Students expecting to graduate next March took examinations for career-track jobs from April 27 to June 13, and results were released June 23. Those who passed the exams then visited ministries and agencies of their choice for interviews between June 25 and July 9. Successful candidates have been fielding job offers since July 10.
For the applicants, the two-week interview period was undoubtedly the most crucial opportunity to impress recruiters in hopes of landing a job at the office of their top choice. For the recruiters it was also the most important stage as they vied with each other for the cream of the crop.
The ministries and agencies were prohibited from contacting prospective candidates while the exams were ongoing, as well as during the two days between the announcement of exam results and the start of the interview period.
But many recruiters broke the rule, according to a senior official at one government office.
In some cases, female senior officials phoned female students who had passed the exams as soon as the results were known, so as to encourage the students to join their office, the official said on condition of anonymity.
Ministries and agencies also made various efforts to attract female candidates. The Finance Ministry, for example, offered five career-track places — an unprecedented number — to female candidates for fiscal 2014. For recruitment next spring, it increased the number of briefing sessions this year for female students by 1½ times that in the previous year.

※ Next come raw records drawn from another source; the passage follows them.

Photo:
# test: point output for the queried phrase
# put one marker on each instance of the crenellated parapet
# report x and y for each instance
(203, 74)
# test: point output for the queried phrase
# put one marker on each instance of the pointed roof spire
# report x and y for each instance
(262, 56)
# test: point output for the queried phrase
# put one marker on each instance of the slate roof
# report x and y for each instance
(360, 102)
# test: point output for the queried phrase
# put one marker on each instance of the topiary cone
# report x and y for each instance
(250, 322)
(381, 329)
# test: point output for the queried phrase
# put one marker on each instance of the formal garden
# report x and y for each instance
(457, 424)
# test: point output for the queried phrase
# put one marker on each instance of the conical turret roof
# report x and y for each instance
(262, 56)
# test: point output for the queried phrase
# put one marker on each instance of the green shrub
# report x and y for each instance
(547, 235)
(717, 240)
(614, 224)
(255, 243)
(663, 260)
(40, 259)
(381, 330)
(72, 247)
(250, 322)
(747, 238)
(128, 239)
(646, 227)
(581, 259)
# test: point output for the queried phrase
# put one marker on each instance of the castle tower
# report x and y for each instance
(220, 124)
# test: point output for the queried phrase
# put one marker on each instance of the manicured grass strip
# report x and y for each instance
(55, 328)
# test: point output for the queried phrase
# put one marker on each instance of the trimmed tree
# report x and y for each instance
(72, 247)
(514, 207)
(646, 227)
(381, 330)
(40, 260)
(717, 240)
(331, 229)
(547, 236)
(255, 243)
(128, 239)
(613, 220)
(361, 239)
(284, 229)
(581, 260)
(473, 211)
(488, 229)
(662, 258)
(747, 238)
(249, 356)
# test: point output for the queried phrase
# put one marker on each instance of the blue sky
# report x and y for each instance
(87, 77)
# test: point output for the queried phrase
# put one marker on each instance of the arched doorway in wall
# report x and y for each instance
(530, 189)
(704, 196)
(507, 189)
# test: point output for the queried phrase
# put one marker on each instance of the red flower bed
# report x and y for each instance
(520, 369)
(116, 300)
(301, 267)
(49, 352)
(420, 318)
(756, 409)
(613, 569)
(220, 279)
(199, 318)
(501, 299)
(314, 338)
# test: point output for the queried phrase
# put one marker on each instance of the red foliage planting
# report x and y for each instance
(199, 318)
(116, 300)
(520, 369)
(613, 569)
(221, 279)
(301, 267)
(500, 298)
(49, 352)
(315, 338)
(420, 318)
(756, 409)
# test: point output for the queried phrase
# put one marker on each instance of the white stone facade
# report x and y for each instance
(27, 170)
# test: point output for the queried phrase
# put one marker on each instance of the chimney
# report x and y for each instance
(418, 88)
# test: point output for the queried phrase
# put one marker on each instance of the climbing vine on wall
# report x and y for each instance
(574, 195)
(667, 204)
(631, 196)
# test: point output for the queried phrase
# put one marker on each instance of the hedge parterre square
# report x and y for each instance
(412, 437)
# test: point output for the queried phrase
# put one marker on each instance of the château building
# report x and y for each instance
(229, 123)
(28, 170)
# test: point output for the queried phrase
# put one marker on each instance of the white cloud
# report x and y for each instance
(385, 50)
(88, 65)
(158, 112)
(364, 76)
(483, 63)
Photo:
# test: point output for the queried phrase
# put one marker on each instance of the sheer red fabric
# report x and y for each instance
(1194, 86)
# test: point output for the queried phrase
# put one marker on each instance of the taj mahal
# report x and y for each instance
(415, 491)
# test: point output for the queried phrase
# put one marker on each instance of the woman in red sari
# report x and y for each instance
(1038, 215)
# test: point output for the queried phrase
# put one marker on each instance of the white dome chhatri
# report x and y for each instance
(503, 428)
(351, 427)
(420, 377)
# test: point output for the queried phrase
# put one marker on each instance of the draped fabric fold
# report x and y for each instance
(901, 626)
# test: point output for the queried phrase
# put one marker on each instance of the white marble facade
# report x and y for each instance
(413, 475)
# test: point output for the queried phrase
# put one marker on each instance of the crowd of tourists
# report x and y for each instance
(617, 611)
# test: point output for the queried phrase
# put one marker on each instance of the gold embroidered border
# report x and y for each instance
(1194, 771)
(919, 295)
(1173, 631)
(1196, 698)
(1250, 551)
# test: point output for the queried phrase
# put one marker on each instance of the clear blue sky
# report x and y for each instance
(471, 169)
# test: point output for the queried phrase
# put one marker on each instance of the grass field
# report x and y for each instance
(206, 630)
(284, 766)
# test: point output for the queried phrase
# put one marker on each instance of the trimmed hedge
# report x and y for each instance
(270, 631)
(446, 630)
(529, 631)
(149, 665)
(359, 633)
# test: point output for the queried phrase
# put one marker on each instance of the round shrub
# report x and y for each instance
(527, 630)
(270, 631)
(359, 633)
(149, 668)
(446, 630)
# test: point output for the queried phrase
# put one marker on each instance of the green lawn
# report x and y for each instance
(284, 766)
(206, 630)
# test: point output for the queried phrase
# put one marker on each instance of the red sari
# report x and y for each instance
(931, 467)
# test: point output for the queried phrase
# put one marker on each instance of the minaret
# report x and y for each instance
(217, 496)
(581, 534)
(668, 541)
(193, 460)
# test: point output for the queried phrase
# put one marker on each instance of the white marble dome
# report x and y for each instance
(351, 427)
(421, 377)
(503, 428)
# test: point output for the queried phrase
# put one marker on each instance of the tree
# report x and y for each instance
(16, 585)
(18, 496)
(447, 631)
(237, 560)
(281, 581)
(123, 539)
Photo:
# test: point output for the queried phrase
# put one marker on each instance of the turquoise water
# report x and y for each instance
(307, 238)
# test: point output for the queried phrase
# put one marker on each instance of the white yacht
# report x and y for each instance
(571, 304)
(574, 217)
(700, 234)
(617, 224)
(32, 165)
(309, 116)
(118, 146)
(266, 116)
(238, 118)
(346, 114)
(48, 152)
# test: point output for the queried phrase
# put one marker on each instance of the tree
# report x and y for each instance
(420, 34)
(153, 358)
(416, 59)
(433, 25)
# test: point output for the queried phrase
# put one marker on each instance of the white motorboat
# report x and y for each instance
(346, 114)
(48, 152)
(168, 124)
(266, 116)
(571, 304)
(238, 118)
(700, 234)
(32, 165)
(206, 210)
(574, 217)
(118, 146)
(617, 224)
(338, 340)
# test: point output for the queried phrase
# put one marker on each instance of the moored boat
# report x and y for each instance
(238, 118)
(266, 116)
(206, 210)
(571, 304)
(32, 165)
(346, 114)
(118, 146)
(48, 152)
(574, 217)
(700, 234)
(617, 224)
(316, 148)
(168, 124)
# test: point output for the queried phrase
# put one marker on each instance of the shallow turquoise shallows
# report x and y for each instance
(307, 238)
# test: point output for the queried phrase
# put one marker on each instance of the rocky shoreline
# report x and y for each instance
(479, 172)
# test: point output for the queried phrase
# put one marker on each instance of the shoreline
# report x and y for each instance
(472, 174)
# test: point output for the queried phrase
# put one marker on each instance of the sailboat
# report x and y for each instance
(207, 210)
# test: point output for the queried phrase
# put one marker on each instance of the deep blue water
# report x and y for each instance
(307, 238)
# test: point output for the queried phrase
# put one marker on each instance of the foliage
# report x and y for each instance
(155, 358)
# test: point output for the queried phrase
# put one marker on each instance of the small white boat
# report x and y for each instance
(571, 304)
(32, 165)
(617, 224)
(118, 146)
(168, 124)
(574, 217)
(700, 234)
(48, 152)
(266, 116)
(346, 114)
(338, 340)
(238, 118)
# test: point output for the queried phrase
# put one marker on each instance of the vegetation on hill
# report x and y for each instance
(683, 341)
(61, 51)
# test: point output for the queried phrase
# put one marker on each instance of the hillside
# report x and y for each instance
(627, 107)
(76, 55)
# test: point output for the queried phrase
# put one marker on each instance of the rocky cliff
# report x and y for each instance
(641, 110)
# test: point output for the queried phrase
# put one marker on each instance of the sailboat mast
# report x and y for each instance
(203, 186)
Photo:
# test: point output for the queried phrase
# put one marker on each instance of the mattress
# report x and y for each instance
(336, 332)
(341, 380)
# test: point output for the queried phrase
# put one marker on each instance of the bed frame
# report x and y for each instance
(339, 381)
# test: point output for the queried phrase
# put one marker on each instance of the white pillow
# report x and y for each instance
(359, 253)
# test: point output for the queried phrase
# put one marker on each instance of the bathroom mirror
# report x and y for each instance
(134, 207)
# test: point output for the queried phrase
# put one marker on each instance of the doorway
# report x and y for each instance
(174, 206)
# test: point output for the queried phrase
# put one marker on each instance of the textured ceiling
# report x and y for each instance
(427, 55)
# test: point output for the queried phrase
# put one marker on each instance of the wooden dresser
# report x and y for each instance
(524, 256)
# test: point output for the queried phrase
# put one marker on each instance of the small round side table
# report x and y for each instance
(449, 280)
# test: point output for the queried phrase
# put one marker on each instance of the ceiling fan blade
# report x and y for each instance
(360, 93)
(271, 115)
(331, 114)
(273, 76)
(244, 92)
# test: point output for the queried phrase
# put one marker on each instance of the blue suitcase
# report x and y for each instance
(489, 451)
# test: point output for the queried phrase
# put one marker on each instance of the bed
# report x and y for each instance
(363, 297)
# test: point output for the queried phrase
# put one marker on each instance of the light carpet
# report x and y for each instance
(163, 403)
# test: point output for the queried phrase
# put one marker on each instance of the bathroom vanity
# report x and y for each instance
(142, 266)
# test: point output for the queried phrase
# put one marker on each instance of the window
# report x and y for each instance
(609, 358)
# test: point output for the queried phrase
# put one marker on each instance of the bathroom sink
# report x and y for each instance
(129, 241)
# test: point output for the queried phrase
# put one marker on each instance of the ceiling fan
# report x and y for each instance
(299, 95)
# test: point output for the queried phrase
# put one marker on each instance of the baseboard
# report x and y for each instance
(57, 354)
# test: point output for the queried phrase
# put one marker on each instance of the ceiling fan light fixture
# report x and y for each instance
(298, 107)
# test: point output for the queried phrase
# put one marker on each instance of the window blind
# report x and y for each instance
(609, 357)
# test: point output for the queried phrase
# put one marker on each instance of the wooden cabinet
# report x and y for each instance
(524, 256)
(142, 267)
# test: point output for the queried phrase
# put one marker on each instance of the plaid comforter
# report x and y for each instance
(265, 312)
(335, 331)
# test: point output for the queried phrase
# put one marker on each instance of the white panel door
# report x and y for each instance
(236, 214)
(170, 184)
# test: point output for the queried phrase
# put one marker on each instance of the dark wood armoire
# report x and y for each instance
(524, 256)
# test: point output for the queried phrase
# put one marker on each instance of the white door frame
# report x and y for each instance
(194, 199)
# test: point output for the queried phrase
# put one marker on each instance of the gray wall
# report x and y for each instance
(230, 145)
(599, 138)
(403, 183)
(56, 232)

The Financial Services Agency, which already achieved a 50-50 ratio in its hiring for career track jobs in fiscal 2014, appointed a 34-year-old female official as an assistant section chief in charge of recruitment. This in itself was new as such positions are usually held by men.
One of the most successful examples in hiring women was at Health, Labor and Welfare. The ministry is known for being relatively proactive in the employment and advancement of female staff.
Last year, Atsuko Muraki, 58, was promoted to vice minister to become only Japan’s second-ever female vice minister.
Recruiters at some ministries and agencies were desperate.
Among them was the Ministry of Land, Infrastructure, Transport and Tourism, where women formed only 16 percent of all newly hired career track employees for fiscal 2013.
“I hope to see many women take up jobs in (the fields of) engineering and construction. It’s important for the land ministry itself to set an example,” minister Akihiro Ota said.
Another ministry that had a tough time meeting the 30 percent goal was Internal Affairs and Communications.
Many posts in the ministry require frequent relocations, which tends to be unattractive to women, a senior official said.
Meanwhile, female job seekers were taking the situation coolly.
A 23-year-old graduate school student at the University of Tokyo said, “I think it’s nice for a target to be set, but in the end, what’s important is to be able to work irrespective of sex.”
She was hoping to land a job either in the Cabinet Office or the Health, Labor and Welfare Ministry.
The scramble to employ more women into national civil service is likely to remain a challenging task for recruiters for some time.
Nahomi Ichimiya, 65, who became the first woman to lead the National Personnel Authority, said during a news conference upon taking office in April that “persistent efforts” by the central government are important with regard to promoting women’s full participation in the civil service.
“I would not want to let it be just a temporary boom,” she said.